For a small town, surrounded by so many familiar and regal names, Pauillac imparts a slightly seedy impression. There are no grand hotels or restaurants – with the honourable exception of the establishments owned by Jean-Michel Cazes – rather a small port and yacht harbour, and a dominant petrochemical plant.
Yet outside the town, , there is arguably the greatest concentration of fabulous vineyards throughout all Bordeaux, including three of the five First Growths. Bordering St Estèphe to the north and St Julien to the south, Pauillac has fine, deep gravel soils with important iron and marl deposits, and a subtle, softly-rolling landscape, cut by a series of small streams running into the Gironde. The vineyards are located on two gravel-rich plateaux, one to the northwest of the town of Pauillac and the other to the south, with the vines reaching a greater depth than anywhere else in the Médoc.

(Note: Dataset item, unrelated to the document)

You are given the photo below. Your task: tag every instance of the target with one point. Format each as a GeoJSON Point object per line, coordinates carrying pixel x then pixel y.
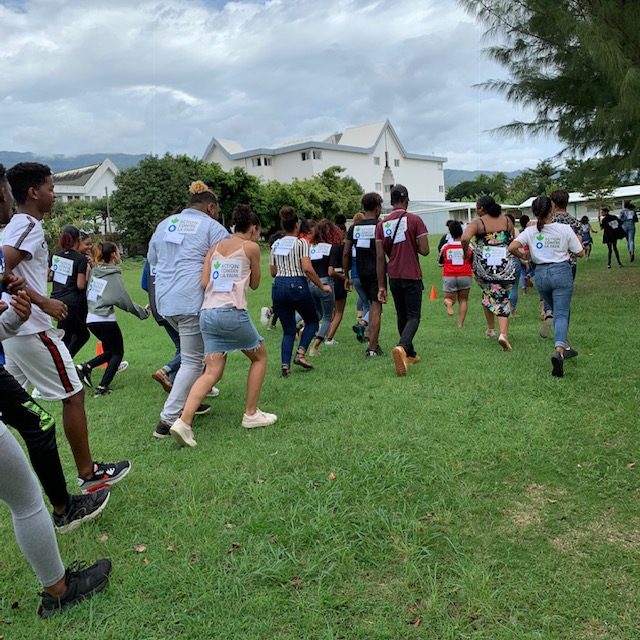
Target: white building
{"type": "Point", "coordinates": [86, 183]}
{"type": "Point", "coordinates": [371, 154]}
{"type": "Point", "coordinates": [581, 205]}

Pauillac's first growths each have their own unique characteristics; Lafite Rothschild, tucked in the northern part of Pauillac on the St Estèphe border, produces Pauillac's most aromatically complex and subtly-flavoured wine. Mouton Rothschild's vineyards lie on a well-drained gravel ridge and - with its high percentage of Cabernet Sauvignon - can produce (in its best years) Pauillac's most decadently rich, fleshy and exotic wine.
Latour, arguably Bordeaux's most consistent First Growth, is located in southern Pauillac next to St Julien. Its soil is gravel-rich with superb drainage, and Latour's vines penetrate as far as five metres into the soil. It produces perhaps the most long-lived wines of the Médoc.

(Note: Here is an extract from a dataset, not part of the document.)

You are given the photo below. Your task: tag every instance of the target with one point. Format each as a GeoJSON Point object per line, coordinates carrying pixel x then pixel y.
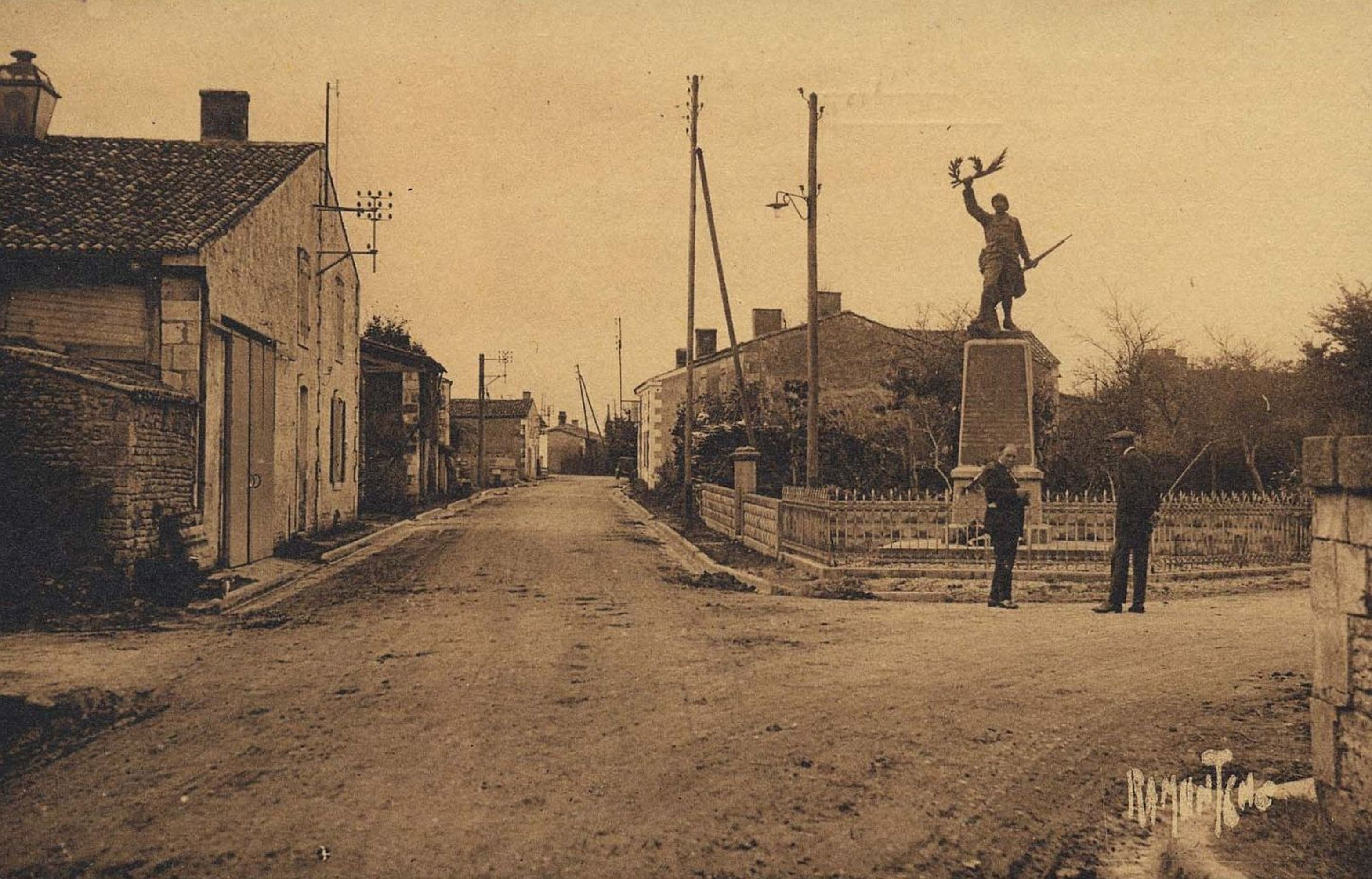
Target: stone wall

Ch. Lafite-Rothschild, Ch. Latour, Ch. Mouton-Rothschild, Ch. Pichon-Longueville Baron, Ch. Pichon Longueville Comtesse de Lalande, Ch. Lynch-Bages, Ch. Grand-Puy-Lacoste, Ch, Pontet-Canet, Les Forts de Latour, Ch. Haut-Batailley, Ch. Batailley, Ch. Haut-Bages Libéral.
Cabernet Sauvignon Blend
Cabernet Sauvignon lends itself particularly well in blends with Merlot. This is actually the archetypal Bordeaux blend, though in different proportions in the sub-regions and sometimes topped up with Cabernet Franc, Malbec, and Petit Verdot.
In the Médoc and Graves the percentage of Cabernet Sauvignon in the blend can range from 95% (Mouton-Rothschild) to as low as 40%. It is particularly suited to the dry, warm, free- draining, gravel-rich soils and is responsible for the redolent cassis characteristics as well as the depth of colour, tannic structure and pronounced acidity of Médoc wines. However 100% Cabernet Sauvignon wines can be slightly hollow-tasting in the middle palate and Merlot with its generous, fleshy fruit flavours acts as a perfect foil by filling in this cavity.
In St-Emilion and Pomerol, the blends are Merlot dominated as Cabernet Sauvignon can struggle to ripen there - when it is included, it adds structure and body to the wine. Sassicaia is the most famous Bordeaux blend in Italy and has spawned many imitations, whereby the blend is now firmly established in the New World and particularly in California and Australia.